Anticipating the Energy Crisis: Building Resilient Supply with Scenarios
Secure your supply with scenario-based planning—even during supply chain disruptions, cyber crises, or geopolitical shocks. Proactive, resilient, future-proof.
Stability doesn’t start with technology—it starts with strategic foresight.
In the past, energy planning was often seen as a purely technical task. Today, however, geopolitics, supply chains, climate goals, and a constant state of crisis define reality. For decision-makers, this means: energy planning is no longer routine. It is part of the national security architecture.
“We had backup systems!” – Why redundancy isn’t enough
Many facilities rely on redundant systems, emergency generators, or alternative power feeds. But what happens when supplies run out? When fuel becomes scarce? What if networks fail—not just accidentally, but due to targeted attacks?
Redundancy isn’t a comprehensive plan. It’s a technical fallback. Systemic vulnerability arises precisely where operational planning relies on statistical assumptions. What’s missing is strategic resilience—and that begins with scenarios.

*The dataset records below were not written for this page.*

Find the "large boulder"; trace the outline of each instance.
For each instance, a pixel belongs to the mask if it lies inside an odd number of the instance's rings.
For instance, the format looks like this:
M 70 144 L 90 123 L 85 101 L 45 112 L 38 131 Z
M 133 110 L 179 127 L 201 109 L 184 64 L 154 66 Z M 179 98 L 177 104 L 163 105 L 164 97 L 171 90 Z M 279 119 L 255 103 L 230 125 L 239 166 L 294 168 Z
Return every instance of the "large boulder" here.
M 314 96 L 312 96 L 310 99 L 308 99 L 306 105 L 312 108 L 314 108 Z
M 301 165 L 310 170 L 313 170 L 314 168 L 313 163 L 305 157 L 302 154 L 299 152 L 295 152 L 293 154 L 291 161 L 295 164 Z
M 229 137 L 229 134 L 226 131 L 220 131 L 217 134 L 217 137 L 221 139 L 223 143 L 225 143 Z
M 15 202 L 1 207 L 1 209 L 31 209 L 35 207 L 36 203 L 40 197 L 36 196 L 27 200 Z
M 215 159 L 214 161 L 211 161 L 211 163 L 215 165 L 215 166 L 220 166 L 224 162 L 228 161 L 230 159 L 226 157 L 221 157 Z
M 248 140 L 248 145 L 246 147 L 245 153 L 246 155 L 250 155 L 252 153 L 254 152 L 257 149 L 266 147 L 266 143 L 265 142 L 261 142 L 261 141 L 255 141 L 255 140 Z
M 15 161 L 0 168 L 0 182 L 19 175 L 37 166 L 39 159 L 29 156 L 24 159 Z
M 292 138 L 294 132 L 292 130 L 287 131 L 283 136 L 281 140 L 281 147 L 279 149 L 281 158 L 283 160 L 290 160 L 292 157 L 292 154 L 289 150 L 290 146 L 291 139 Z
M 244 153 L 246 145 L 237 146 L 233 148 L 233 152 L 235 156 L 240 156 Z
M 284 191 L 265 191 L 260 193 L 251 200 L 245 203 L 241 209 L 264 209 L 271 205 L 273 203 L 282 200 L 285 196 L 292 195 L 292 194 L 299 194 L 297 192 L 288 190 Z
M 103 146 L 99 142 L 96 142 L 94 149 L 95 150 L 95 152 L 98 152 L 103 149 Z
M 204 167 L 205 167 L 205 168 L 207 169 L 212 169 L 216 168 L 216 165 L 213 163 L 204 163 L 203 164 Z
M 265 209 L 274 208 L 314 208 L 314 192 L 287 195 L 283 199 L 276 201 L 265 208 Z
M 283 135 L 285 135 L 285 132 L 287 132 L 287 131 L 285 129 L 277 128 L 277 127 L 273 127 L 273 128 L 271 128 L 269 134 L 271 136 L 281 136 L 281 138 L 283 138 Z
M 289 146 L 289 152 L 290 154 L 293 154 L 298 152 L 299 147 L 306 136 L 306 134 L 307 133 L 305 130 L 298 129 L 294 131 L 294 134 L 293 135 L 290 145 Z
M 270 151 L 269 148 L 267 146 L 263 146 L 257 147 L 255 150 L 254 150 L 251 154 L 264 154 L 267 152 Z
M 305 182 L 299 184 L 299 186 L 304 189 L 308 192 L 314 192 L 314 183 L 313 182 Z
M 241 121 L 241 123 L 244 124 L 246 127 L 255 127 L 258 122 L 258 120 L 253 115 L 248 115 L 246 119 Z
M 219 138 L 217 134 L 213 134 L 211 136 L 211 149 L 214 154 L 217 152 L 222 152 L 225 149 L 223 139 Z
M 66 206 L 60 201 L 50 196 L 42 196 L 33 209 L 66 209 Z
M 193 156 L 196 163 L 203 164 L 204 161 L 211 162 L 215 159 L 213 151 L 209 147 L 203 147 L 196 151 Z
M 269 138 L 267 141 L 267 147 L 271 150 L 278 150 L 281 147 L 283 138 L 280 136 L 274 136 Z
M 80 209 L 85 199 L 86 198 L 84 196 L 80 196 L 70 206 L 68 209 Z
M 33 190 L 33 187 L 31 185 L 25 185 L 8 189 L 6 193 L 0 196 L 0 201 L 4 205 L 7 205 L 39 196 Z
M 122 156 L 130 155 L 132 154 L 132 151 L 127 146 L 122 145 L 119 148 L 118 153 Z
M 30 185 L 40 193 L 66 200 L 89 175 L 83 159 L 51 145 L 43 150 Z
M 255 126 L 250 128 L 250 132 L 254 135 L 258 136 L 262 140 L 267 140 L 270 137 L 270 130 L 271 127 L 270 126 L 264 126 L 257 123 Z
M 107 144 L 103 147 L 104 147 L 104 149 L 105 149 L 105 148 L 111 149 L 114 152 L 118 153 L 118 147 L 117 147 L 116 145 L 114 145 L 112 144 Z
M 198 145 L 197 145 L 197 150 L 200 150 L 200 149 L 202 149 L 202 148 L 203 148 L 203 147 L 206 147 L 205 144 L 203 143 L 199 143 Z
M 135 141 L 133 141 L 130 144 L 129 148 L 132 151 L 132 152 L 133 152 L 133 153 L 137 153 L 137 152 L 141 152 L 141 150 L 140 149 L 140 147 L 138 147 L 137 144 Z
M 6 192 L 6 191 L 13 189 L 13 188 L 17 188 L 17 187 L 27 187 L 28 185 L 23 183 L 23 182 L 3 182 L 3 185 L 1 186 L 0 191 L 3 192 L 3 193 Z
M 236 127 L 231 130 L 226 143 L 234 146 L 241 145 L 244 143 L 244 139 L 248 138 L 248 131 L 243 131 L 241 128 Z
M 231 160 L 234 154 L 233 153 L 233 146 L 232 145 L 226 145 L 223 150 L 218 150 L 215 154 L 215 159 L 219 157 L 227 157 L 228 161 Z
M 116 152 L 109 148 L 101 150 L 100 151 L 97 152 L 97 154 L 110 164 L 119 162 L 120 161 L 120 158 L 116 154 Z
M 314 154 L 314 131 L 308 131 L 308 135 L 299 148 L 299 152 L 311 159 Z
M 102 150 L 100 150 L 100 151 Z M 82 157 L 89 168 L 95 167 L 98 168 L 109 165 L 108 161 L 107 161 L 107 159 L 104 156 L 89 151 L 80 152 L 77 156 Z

Geopolitical scenarios: From risk reports to actionable security
Whether it’s a gas dispute, cyberattack, or supply chain blockade—many crises have political warning signs, as we see daily in global events. Yet in energy planning, they are often ignored or passively observed.
THORIUM, our resilience planning platform, changes that:
-
It integrates geopolitical risks directly into scenario models.
-
It assesses the impact on operations, supply chains, and security of supply.
-
It simulates response options for peacetime, disruption, and crisis scenarios.
And it does so not based on gut feeling, but with solid data. In real time, visually, and decision-relevant.
Case study: Three scenarios, one site, zero blackouts
A NATO-adjacent site is redesigning its energy supply. The goal is to ensure operational reliability in a crisis, including supply shortages due to geopolitical tensions.
Together with HDC Solutions, a scenario-based model is developed:
Scenario 1: Supply chain disrupted for ten days, diesel reserves critically low.
Scenario 2: The power grid is unstable due to cyberattacks.
Scenario 3: Supply is prioritized for medical modules and the command center (Critical Core).
Result: By adjusting storage capacities, cross-sector coupling, and adaptive operational strategies, supply is demonstrably secured in all scenarios.
Resilience becomes mandatory
A paradigm shift is underway at the political level. With the so-called KRITIS Umbrella Act, the German government aims to make minimum standards for operators of critical infrastructure legally binding—including risk analyses, reporting obligations, and disruption monitoring.
For energy sector operators, this means the era of voluntary robustness measures is over. Physical security, protection against outages, and the inclusion of geopolitical scenarios in planning will soon be legally required.
The pressure is high, and deadlines are tight. Once the law takes effect, operators will face strict implementation timelines—planning should start today to avoid penalties and supply risks.
Conclusion: Those who don’t prepare will be regulated
Geopolitics, crises, and supply gaps can no longer be ignored—neither technically nor politically. The KRITIS Umbrella Act makes it clear: Resilience is no longer optional—it’s mandatory.
THORIUM provides the foundation: not just scenarios, but a clear decision-making basis. For day-to-day operations, for emergencies, and for every future audit report.
The question is no longer whether you plan, but how far ahead you look.